Penellan beobachtete schweigend und ohne etwas davon merken zu lassen, die scheinbar geringfügigsten Handlungen André Basling's. Ueber der Vergangenheit dieses Mannes, eines Holländers von Geburt, schwebte ein gewisses Dunkel; doch hatte er bereits zwei Fahrten an Bord der Jeune-Hardie mitgemacht und sich hierbei als tüchtiger Seemann erwiesen. Penellan konnte ihm nichts vorwerfen, wenn nicht etwa, daß er sich zu sehr um Marie bemühte; aber Penellan überwachte ihn auf's Schärfste.

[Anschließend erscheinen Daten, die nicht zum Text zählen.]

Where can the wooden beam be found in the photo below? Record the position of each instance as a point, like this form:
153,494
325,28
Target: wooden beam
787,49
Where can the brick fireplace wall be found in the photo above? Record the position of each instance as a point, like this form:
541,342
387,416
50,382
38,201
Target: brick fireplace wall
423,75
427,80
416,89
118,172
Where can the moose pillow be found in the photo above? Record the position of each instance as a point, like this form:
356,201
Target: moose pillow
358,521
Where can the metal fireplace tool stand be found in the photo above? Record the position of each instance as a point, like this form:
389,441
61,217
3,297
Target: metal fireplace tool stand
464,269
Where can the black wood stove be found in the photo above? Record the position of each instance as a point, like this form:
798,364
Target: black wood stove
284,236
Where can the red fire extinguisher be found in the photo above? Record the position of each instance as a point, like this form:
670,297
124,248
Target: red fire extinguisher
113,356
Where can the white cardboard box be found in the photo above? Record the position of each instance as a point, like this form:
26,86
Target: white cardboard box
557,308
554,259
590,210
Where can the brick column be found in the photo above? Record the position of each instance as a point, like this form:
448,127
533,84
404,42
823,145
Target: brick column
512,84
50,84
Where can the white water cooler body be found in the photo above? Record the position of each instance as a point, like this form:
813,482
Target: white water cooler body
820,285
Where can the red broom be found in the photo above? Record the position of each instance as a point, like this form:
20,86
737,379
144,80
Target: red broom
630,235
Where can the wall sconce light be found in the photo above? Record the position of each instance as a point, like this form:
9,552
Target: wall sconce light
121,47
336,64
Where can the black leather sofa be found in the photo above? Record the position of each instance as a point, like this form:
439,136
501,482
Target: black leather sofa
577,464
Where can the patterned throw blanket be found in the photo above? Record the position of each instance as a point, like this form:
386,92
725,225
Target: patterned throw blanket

Dank der Rührigkeit der Mannschaft konnte die Brigg bereits am 16. Juli, sechzehn Tage nach ihrer Ankunft in Bodoë, klar gemacht werden. Es war jetzt die günstigste Zeit, um in den arktischen Meeren Forschungen zu unternehmen, denn da es bereits seit zwei Monaten thaute, konnten die Untersuchungen bis in ziemlich weite Entfernung durchgeführt werden. Die Jeune-Hardie steuerte also auf das an der Ostküste von Grönland unter dem siebenzigsten Breitegrade gelegene Cap Brewster zu.